Hayden recommended Shaw as his successor, and the Lafayette administration gave him the job.
"It's all about timing," Shaw said. "It's just my turn."
As a former linebacker and defensive coordinator, Shaw is naturally attuned to that side of the ball.
"I'm a defensive guy first, and I've taken pride in the defense that has helped Lafayette be successful," he said. "I'm not saying it's been because of me, but defense has always been the focus of this program. But being defensive-minded also means understanding what the offense is doing."
Shaw's football philosophy is simple: "Always be very aggressive and very physical."
That's what made Shaw a great player, in high school in Pensacola, Fla. (where he went up against Emmitt Smith and tutored Derrick Brooks, both of whom went on to become NFL stars), in college at Louisiana Tech and in the pros with the Cincinnati Bengals.
He was barely 20 when he made it to the NFL, and he remembers his three-year career (1992-94) in Cincy "as a very hard time in my life.
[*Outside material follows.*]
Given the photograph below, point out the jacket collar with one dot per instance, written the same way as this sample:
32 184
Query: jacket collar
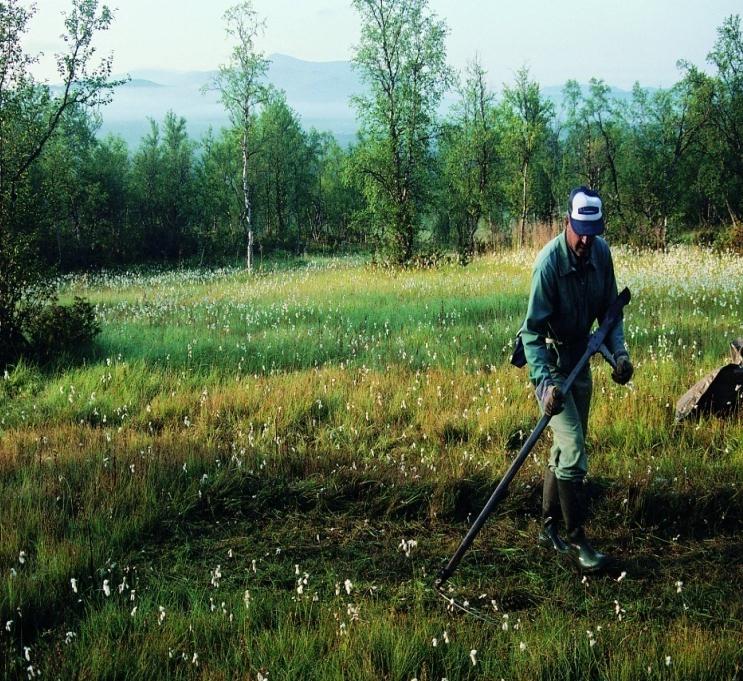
567 261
I was the youngest player in the league when I got there, and I wasn't used to losing.
"It was all about business, not about the love of the game anymore.
"It was a bad time, but also a good time because I've been able to share my experiences with these kids."
Those kids include Shaw's own sons: Enrique and Eric Jr. were standout football players for Lafayette; Enrico played basketball for Bluegrass Baptist; Evan is a junior linebacker for the Generals, and Ean is a promising eighth-grader.
While Shaw is proud to have been part of Lafayette's re-emergence as a winning program over the last decade, he wants to push the Generals to a higher ranking.
"I don't think we've seen the best here yet," he said.
Lexington's head football coaches since 1993:
Bryan Station: Dan Cassity, John Nochta, Norm Powell, Traye Moore, Oliver Lucas, Kenny Turner, Craig Yeast, Frank Parks.
Henry Clay: Sam Simpson.
Lafayette: Terry Clark, Don Young, Donald Smith, Mike Harmon, Rob Sayre, Carl Hayden, Eric Shaw.
Lexington Catholic: Bob Sphire, Bill Letton.
Lexington Christian: Dave Garrett, Paul Rains, Ray Graham.
Paul Laurence Dunbar: Mike Meighan, Mark Peach, Fred Barnott, David Hensley, Jason Howell, Bob Lawson, Derrick Thomas, Paul Rains.
Tates Creek: Joe Ruddell, Mark Willoughby, Mike Harmon.